A voice for the voiceless
Sandeep Thomas, a fellow Allegheny Conference licensed minister, has been working with the Bhutanese-Nepali group since 2007. He helped connect them to Mennonites.
“I was kind of the bridge-builder,” said Thomas, who immigrated with his family to the U.S. from India in 2000.
Thomas hosted a gathering at his home near Pittsburgh that included Darji and conference representatives. Darji, he said, soon “found he was comfortable with and liked Mennonites, especially [their belief in] adult baptism and peace witness.”
Since the church joined Allegheny Conference, Thomas’ bridge-building role now includes navigating the church through the denominational systems.
“I am helping them put together their legal and financial framework,” he said. “That’s not particularly what an immigrant church thinks about when they set up the church.”
Thomas thinks the relationship between the Bhutanese-Nepali congregation and Allegheny Conference can be mutually beneficial.
Like many Mennonites, he said, the Pittsburgh congregation is good at “practicing poverty and justice issues and helping people.”
But the Pittsburgh group also has a strong desire for outreach and evangelism.
“That’s something the denomination has been a bit reticent about,” he said.
Thomas noted the Bhutanese-Nepali group’s vision of sending missionaries back to Asia.
“This is something that could energize the Allegheny conference and get them thinking in ways and challenge them in ways they haven’t been before,” he said.
Overall, Thomas sees a natural connection between Mennonites and persecuted groups like the Bhutanese and Nepalis.
“Mennonites are good at giving a voice to the voiceless,” he said. “This connection is happening because Mennonites are paying attention to people on the margins.”
Spreading statewide
Bhutanese-Nepali Mennonite congregations are also emerging in eastern Pennsylvania.
Aldo Siahaan, pastor of Philadelphia Praise Center, a Franconia Mennonite Conference congregation, is coaching a new church plant in Scranton.
“My friend took [a group of Nepalis] to an Indonesian church, but they want to have their own group, with their own language, so we’re trying to help them,” Siahaan said.
Siahaan is coaching the Scranton group with help from Shankar Rai of Lancaster. Rai is pastor of Bhutanese Nepali Church of Lancaster, which has been gathering since 2009.
The congregation joined Lancaster Mennonite Conference in March. About 50-70 people worship on Saturday at West End Mennonite Fellowship in Lancaster.
Rai, a Bhutanese Lancaster Conference licensed minister, originally connected with Mennonites through a refugee friend sponsored by Mountville (Pa.) Mennonite Church.

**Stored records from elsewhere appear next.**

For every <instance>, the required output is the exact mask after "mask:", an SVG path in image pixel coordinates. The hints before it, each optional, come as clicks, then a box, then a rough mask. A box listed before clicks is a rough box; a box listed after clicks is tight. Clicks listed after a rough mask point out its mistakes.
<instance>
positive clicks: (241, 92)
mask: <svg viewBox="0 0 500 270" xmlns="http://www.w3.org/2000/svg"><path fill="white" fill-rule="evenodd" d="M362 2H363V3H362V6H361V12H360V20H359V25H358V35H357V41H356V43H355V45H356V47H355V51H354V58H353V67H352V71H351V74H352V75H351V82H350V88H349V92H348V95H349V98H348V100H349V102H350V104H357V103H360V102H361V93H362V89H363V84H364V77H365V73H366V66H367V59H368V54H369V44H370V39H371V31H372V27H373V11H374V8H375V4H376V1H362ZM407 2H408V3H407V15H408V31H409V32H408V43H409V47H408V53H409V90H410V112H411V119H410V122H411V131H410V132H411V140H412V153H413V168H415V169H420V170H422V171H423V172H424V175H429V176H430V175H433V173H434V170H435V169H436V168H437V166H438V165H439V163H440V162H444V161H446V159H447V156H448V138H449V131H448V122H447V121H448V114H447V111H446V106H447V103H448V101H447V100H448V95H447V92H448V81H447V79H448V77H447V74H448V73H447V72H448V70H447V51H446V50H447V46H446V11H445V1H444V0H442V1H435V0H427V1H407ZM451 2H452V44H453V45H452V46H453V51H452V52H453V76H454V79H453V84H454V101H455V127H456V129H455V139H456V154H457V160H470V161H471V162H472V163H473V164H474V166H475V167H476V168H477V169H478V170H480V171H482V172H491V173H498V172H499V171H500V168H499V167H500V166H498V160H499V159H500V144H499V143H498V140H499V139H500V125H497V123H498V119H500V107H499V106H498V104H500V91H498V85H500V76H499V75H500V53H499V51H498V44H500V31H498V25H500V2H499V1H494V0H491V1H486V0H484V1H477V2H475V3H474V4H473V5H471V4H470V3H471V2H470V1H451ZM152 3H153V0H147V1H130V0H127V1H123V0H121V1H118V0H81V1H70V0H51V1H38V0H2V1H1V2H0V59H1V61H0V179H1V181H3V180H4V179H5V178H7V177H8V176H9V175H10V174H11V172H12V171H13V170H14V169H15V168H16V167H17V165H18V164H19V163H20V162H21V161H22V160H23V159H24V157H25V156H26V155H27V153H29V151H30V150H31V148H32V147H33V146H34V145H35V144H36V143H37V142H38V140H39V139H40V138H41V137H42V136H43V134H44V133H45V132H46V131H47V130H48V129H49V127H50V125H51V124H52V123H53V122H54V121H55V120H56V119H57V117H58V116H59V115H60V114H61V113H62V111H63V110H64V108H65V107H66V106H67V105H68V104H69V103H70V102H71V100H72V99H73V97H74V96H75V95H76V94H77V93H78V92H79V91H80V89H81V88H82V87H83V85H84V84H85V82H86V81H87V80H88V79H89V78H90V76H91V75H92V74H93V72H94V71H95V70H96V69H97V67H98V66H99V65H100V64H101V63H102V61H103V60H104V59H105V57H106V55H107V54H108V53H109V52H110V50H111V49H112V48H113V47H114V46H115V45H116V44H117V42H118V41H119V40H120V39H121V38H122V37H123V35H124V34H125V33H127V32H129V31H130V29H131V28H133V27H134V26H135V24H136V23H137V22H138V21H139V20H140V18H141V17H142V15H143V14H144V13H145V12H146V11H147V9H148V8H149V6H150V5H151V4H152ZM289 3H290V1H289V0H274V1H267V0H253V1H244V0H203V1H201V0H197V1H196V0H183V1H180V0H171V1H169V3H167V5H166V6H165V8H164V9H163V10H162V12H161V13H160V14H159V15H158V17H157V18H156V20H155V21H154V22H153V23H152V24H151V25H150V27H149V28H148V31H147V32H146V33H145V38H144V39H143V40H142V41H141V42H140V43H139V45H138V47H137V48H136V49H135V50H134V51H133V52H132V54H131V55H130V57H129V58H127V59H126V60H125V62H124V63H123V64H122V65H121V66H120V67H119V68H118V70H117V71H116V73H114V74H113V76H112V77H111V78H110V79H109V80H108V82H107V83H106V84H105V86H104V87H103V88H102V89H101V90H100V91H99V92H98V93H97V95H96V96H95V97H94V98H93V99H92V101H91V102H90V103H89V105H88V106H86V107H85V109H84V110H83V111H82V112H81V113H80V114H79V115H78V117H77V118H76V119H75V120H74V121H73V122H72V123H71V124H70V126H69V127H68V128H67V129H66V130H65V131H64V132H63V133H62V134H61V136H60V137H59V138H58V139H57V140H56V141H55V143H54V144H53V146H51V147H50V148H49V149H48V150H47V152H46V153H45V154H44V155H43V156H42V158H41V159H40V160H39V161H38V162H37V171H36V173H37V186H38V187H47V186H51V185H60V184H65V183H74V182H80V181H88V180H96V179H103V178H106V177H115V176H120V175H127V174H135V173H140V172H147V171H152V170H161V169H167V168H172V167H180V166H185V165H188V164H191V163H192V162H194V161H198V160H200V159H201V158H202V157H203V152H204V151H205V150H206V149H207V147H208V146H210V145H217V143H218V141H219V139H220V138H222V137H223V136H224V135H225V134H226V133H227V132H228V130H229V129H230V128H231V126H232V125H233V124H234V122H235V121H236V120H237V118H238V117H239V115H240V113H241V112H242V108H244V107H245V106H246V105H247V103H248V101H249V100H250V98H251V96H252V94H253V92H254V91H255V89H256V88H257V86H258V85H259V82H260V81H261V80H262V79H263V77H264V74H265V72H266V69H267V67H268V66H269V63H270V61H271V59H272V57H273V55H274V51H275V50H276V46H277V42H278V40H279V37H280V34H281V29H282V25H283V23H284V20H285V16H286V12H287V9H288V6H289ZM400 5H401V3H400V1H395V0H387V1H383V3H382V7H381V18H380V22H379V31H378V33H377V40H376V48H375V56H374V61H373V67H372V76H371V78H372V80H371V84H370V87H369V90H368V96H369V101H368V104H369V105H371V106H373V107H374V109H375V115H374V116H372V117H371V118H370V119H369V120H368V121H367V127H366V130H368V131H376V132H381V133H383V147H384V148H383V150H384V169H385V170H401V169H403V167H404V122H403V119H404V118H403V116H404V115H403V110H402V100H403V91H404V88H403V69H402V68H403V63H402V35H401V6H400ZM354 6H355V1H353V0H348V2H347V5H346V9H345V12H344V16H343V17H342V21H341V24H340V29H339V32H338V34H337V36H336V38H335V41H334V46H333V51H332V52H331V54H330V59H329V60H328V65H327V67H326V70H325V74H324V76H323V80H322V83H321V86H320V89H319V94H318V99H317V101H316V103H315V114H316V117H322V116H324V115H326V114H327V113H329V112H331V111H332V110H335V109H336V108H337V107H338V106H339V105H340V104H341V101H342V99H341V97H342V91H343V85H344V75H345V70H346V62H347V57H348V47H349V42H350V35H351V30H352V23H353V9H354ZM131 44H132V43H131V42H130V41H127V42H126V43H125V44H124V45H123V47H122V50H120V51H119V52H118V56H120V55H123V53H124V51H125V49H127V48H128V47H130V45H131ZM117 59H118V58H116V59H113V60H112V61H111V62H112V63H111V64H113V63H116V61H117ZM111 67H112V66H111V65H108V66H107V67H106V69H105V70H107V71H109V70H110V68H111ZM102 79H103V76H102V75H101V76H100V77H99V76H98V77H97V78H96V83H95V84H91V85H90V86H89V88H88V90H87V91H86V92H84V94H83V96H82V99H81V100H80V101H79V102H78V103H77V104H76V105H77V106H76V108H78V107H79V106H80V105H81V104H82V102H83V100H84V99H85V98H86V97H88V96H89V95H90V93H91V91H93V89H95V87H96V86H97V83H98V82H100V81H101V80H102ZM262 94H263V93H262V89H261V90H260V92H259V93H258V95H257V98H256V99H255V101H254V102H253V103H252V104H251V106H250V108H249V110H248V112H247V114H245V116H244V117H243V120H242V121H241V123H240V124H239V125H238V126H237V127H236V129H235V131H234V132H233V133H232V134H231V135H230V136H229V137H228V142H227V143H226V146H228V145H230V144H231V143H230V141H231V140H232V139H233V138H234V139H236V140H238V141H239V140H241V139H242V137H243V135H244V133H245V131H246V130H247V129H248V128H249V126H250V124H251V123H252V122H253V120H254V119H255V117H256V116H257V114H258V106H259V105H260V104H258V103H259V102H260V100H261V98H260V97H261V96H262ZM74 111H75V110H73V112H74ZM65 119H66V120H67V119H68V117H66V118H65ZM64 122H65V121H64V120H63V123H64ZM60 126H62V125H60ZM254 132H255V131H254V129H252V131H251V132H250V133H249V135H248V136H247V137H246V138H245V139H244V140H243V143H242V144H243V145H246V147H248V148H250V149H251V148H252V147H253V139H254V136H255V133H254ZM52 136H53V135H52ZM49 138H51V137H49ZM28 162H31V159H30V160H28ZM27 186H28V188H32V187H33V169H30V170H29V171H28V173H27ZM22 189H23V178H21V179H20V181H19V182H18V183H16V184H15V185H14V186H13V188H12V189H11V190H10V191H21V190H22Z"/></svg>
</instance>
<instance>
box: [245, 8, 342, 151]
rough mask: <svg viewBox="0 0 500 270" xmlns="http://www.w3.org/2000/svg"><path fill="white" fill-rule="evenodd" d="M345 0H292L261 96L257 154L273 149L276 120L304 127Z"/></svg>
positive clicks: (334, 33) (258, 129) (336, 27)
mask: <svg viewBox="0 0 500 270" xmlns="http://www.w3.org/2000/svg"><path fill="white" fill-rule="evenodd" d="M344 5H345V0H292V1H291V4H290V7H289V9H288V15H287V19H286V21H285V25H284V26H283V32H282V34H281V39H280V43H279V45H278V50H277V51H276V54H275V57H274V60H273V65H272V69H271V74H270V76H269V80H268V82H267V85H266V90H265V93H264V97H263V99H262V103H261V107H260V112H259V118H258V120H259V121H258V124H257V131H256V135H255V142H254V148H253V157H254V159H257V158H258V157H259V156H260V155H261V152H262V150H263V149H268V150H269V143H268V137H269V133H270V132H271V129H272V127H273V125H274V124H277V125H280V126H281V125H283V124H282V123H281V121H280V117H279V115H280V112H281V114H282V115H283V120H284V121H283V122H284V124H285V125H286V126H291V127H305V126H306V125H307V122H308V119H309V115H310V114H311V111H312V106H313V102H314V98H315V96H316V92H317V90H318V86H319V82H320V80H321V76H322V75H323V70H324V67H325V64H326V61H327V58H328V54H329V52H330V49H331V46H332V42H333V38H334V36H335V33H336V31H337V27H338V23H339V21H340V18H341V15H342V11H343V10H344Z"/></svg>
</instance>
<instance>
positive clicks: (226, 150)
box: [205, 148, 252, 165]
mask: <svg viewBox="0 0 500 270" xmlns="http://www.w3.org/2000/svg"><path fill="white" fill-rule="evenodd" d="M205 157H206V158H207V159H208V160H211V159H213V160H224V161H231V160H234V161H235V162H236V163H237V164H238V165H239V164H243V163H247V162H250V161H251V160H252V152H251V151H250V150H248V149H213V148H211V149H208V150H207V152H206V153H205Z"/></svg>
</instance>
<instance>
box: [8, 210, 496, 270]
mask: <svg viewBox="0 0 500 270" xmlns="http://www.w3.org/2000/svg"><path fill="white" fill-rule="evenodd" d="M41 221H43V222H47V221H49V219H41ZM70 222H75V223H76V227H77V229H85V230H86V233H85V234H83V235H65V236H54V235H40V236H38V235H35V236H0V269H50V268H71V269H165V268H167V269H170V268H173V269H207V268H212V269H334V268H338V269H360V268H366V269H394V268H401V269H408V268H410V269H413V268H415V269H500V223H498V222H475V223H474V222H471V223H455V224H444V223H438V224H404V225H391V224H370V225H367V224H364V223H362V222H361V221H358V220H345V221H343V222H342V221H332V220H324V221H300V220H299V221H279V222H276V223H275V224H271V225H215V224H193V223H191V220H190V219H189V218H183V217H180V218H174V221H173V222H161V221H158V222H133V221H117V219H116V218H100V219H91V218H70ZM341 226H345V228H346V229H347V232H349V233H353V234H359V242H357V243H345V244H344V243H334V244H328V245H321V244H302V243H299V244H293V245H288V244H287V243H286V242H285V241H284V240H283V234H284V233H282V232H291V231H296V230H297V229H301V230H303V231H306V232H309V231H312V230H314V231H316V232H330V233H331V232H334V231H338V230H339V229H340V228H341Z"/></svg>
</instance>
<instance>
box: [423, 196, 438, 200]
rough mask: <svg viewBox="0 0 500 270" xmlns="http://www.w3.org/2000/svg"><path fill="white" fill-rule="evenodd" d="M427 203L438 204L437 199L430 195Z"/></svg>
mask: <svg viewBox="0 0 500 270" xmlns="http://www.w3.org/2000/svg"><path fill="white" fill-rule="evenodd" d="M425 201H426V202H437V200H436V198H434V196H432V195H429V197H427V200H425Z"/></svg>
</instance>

Rai said his church is planning a “grand event for all Nepalese-Bhutanese Christians in the U.S.” The event will include worship, speakers and seminars for church leaders, youth and new believers.
He is planning the event for Aug. 31-Sept. 2, 2012, somewhere in Lancaster.
Like Darji in Pittsburgh, Rai resonates closely with Mennonite beliefs of adult baptism and a trinitarian God.
“I read the Confession of Faith and realized we believe the things that are in that document,” he said.